Why is it that our judicial system cannot punish the guilty? Why do the rich and powerful always wriggle their way out? The problem lies in our decadent system. The whole system is rotten to the core and serves as a bastion for the corrupt and wicked.

 

The salvation of Pakistan lies in a total overhaul of the system, a major surgery as the political analysts term it. There is no dearth of honest, hardworking and talented individuals who can serve this nation but they need to be in a position of authority in order to put their talent to good use. The change has to come from somewhere, either within or without. But it has to come.

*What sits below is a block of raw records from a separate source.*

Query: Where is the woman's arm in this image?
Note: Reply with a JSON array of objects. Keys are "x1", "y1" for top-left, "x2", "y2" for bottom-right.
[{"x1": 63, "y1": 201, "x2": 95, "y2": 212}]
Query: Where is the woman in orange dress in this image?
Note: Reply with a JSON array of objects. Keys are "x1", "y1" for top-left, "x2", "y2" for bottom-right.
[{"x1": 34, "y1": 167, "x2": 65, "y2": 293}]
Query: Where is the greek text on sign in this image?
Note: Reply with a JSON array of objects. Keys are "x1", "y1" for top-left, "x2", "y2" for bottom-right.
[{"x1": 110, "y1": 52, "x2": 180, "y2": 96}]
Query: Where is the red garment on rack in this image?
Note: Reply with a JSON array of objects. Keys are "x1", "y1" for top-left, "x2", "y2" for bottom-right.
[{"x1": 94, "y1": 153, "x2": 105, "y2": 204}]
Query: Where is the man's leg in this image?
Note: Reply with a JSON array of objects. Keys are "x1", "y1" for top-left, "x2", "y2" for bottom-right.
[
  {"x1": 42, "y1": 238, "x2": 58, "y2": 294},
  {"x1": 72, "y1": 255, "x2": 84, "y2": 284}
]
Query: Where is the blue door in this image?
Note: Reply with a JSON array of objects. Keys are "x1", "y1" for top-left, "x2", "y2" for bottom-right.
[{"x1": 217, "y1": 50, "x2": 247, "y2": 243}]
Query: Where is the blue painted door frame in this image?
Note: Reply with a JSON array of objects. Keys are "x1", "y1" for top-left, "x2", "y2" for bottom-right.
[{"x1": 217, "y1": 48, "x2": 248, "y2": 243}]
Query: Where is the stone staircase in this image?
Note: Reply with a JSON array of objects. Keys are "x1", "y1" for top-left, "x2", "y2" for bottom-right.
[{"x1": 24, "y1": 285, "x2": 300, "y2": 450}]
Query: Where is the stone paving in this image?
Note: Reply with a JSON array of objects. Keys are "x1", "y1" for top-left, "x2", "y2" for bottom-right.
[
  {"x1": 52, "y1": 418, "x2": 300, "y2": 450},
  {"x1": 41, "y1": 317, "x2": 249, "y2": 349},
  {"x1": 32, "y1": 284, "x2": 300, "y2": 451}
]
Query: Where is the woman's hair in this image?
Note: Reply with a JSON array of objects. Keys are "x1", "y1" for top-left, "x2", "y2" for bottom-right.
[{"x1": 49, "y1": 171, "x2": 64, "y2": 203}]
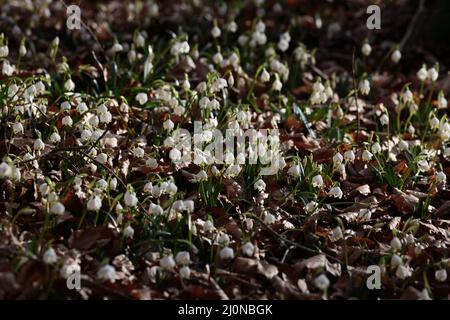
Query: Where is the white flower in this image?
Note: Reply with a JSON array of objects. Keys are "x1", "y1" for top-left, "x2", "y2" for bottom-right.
[
  {"x1": 149, "y1": 203, "x2": 164, "y2": 216},
  {"x1": 391, "y1": 49, "x2": 402, "y2": 63},
  {"x1": 42, "y1": 247, "x2": 58, "y2": 264},
  {"x1": 372, "y1": 142, "x2": 381, "y2": 154},
  {"x1": 434, "y1": 269, "x2": 447, "y2": 282},
  {"x1": 428, "y1": 67, "x2": 439, "y2": 82},
  {"x1": 179, "y1": 266, "x2": 191, "y2": 279},
  {"x1": 219, "y1": 247, "x2": 234, "y2": 260},
  {"x1": 183, "y1": 200, "x2": 194, "y2": 213},
  {"x1": 33, "y1": 138, "x2": 45, "y2": 151},
  {"x1": 361, "y1": 150, "x2": 373, "y2": 162},
  {"x1": 123, "y1": 226, "x2": 134, "y2": 238},
  {"x1": 328, "y1": 187, "x2": 343, "y2": 199},
  {"x1": 272, "y1": 77, "x2": 283, "y2": 91},
  {"x1": 361, "y1": 42, "x2": 372, "y2": 57},
  {"x1": 288, "y1": 164, "x2": 301, "y2": 177},
  {"x1": 253, "y1": 179, "x2": 266, "y2": 192},
  {"x1": 395, "y1": 265, "x2": 412, "y2": 279},
  {"x1": 311, "y1": 174, "x2": 323, "y2": 188},
  {"x1": 0, "y1": 45, "x2": 9, "y2": 59},
  {"x1": 133, "y1": 147, "x2": 145, "y2": 158},
  {"x1": 436, "y1": 171, "x2": 447, "y2": 183},
  {"x1": 123, "y1": 190, "x2": 138, "y2": 207},
  {"x1": 136, "y1": 92, "x2": 148, "y2": 105},
  {"x1": 344, "y1": 150, "x2": 355, "y2": 162},
  {"x1": 438, "y1": 94, "x2": 447, "y2": 109},
  {"x1": 417, "y1": 65, "x2": 428, "y2": 81},
  {"x1": 211, "y1": 26, "x2": 222, "y2": 38},
  {"x1": 330, "y1": 226, "x2": 344, "y2": 241},
  {"x1": 97, "y1": 264, "x2": 118, "y2": 283},
  {"x1": 391, "y1": 237, "x2": 402, "y2": 251},
  {"x1": 241, "y1": 242, "x2": 255, "y2": 257},
  {"x1": 59, "y1": 260, "x2": 81, "y2": 279},
  {"x1": 417, "y1": 160, "x2": 430, "y2": 172},
  {"x1": 259, "y1": 69, "x2": 270, "y2": 82},
  {"x1": 305, "y1": 201, "x2": 318, "y2": 213},
  {"x1": 391, "y1": 254, "x2": 403, "y2": 269},
  {"x1": 13, "y1": 122, "x2": 23, "y2": 134},
  {"x1": 314, "y1": 274, "x2": 330, "y2": 291},
  {"x1": 87, "y1": 196, "x2": 102, "y2": 211},
  {"x1": 145, "y1": 158, "x2": 158, "y2": 169},
  {"x1": 264, "y1": 212, "x2": 277, "y2": 224},
  {"x1": 163, "y1": 119, "x2": 175, "y2": 131},
  {"x1": 175, "y1": 251, "x2": 191, "y2": 266},
  {"x1": 169, "y1": 148, "x2": 181, "y2": 163},
  {"x1": 397, "y1": 140, "x2": 409, "y2": 151},
  {"x1": 159, "y1": 255, "x2": 176, "y2": 270},
  {"x1": 64, "y1": 79, "x2": 75, "y2": 91},
  {"x1": 0, "y1": 162, "x2": 12, "y2": 179},
  {"x1": 380, "y1": 114, "x2": 389, "y2": 126},
  {"x1": 50, "y1": 132, "x2": 61, "y2": 143},
  {"x1": 359, "y1": 79, "x2": 370, "y2": 96},
  {"x1": 61, "y1": 116, "x2": 73, "y2": 127},
  {"x1": 50, "y1": 202, "x2": 65, "y2": 215}
]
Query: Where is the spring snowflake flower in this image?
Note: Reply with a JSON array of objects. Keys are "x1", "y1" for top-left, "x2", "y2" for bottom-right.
[
  {"x1": 64, "y1": 79, "x2": 75, "y2": 92},
  {"x1": 241, "y1": 242, "x2": 255, "y2": 257},
  {"x1": 428, "y1": 67, "x2": 439, "y2": 82},
  {"x1": 123, "y1": 190, "x2": 138, "y2": 207},
  {"x1": 391, "y1": 49, "x2": 402, "y2": 63},
  {"x1": 417, "y1": 65, "x2": 428, "y2": 81},
  {"x1": 169, "y1": 148, "x2": 181, "y2": 163},
  {"x1": 372, "y1": 142, "x2": 381, "y2": 154},
  {"x1": 0, "y1": 162, "x2": 12, "y2": 179},
  {"x1": 391, "y1": 254, "x2": 403, "y2": 269},
  {"x1": 123, "y1": 226, "x2": 134, "y2": 238},
  {"x1": 33, "y1": 138, "x2": 45, "y2": 151},
  {"x1": 436, "y1": 171, "x2": 447, "y2": 183},
  {"x1": 61, "y1": 116, "x2": 73, "y2": 127},
  {"x1": 97, "y1": 264, "x2": 118, "y2": 283},
  {"x1": 314, "y1": 274, "x2": 330, "y2": 291},
  {"x1": 272, "y1": 76, "x2": 283, "y2": 91},
  {"x1": 219, "y1": 232, "x2": 230, "y2": 246},
  {"x1": 259, "y1": 69, "x2": 270, "y2": 83},
  {"x1": 219, "y1": 247, "x2": 234, "y2": 260},
  {"x1": 50, "y1": 132, "x2": 61, "y2": 143},
  {"x1": 0, "y1": 45, "x2": 9, "y2": 59},
  {"x1": 163, "y1": 119, "x2": 175, "y2": 131},
  {"x1": 136, "y1": 92, "x2": 148, "y2": 105},
  {"x1": 179, "y1": 266, "x2": 191, "y2": 279},
  {"x1": 361, "y1": 150, "x2": 373, "y2": 162},
  {"x1": 434, "y1": 269, "x2": 447, "y2": 282},
  {"x1": 42, "y1": 247, "x2": 58, "y2": 264},
  {"x1": 328, "y1": 187, "x2": 343, "y2": 199},
  {"x1": 87, "y1": 195, "x2": 102, "y2": 211},
  {"x1": 288, "y1": 164, "x2": 301, "y2": 177},
  {"x1": 264, "y1": 212, "x2": 277, "y2": 224},
  {"x1": 159, "y1": 255, "x2": 176, "y2": 270},
  {"x1": 359, "y1": 79, "x2": 370, "y2": 96},
  {"x1": 395, "y1": 265, "x2": 412, "y2": 279},
  {"x1": 175, "y1": 251, "x2": 191, "y2": 266},
  {"x1": 133, "y1": 147, "x2": 145, "y2": 158},
  {"x1": 311, "y1": 174, "x2": 323, "y2": 188},
  {"x1": 211, "y1": 26, "x2": 222, "y2": 38},
  {"x1": 361, "y1": 42, "x2": 372, "y2": 57},
  {"x1": 253, "y1": 179, "x2": 266, "y2": 192},
  {"x1": 380, "y1": 114, "x2": 389, "y2": 126},
  {"x1": 391, "y1": 237, "x2": 402, "y2": 251},
  {"x1": 50, "y1": 202, "x2": 65, "y2": 216},
  {"x1": 344, "y1": 150, "x2": 355, "y2": 162},
  {"x1": 12, "y1": 122, "x2": 24, "y2": 135}
]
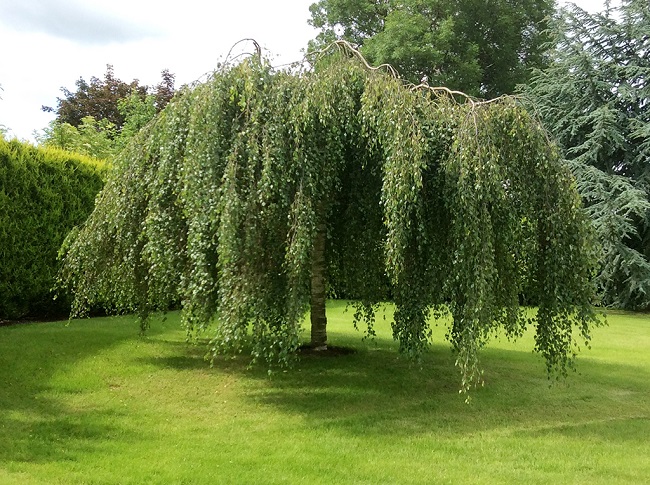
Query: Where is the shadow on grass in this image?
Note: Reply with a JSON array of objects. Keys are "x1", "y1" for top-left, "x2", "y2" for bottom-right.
[
  {"x1": 0, "y1": 317, "x2": 170, "y2": 463},
  {"x1": 142, "y1": 330, "x2": 650, "y2": 441}
]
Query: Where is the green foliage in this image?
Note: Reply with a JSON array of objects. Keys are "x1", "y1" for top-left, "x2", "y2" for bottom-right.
[
  {"x1": 36, "y1": 91, "x2": 156, "y2": 160},
  {"x1": 42, "y1": 64, "x2": 175, "y2": 135},
  {"x1": 525, "y1": 0, "x2": 650, "y2": 309},
  {"x1": 36, "y1": 116, "x2": 116, "y2": 160},
  {"x1": 310, "y1": 0, "x2": 554, "y2": 97},
  {"x1": 0, "y1": 139, "x2": 103, "y2": 318},
  {"x1": 61, "y1": 54, "x2": 598, "y2": 390}
]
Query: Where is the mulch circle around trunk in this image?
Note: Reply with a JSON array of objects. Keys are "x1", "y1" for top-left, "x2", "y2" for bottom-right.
[{"x1": 298, "y1": 344, "x2": 357, "y2": 357}]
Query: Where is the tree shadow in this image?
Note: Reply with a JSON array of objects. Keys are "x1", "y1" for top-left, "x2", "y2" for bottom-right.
[
  {"x1": 149, "y1": 330, "x2": 650, "y2": 440},
  {"x1": 0, "y1": 317, "x2": 167, "y2": 463}
]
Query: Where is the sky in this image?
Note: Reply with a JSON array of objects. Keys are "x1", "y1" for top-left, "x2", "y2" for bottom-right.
[{"x1": 0, "y1": 0, "x2": 604, "y2": 141}]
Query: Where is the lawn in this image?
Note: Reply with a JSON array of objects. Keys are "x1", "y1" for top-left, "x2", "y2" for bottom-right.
[{"x1": 0, "y1": 302, "x2": 650, "y2": 485}]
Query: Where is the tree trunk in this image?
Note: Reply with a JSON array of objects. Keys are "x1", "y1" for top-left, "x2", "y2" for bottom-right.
[{"x1": 310, "y1": 223, "x2": 327, "y2": 350}]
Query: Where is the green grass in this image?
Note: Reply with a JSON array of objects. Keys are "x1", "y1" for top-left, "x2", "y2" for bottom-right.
[{"x1": 0, "y1": 302, "x2": 650, "y2": 485}]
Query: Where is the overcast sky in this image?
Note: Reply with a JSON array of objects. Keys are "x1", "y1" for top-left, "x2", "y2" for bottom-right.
[{"x1": 0, "y1": 0, "x2": 603, "y2": 140}]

Pakistan needs to get on with the institution building process; we need institutions which can stand on their own and not bow down to any sort of pressure. Functional institutions will then be able to set forth the roadmap for progress and recovery of lost honor. It`ll be a long journey ahead from there but first we have to overcome our own inertia, it seems unlikely to me right now as we are suffering from a total institutional collapse. Therefore it is highly unlikely for a massive change to come from within, this leaves us with the second option and that is through mass public awakening. This too seems unlikely as there have been many attempts to awaken the masses in past 3 years and the masses have shown that they are quite content with the state they are in. But the situation is not hopeless; we must never cease to hope. The silver lining might not be there just yet but eventually something will happen. Till then justice will remain elusive.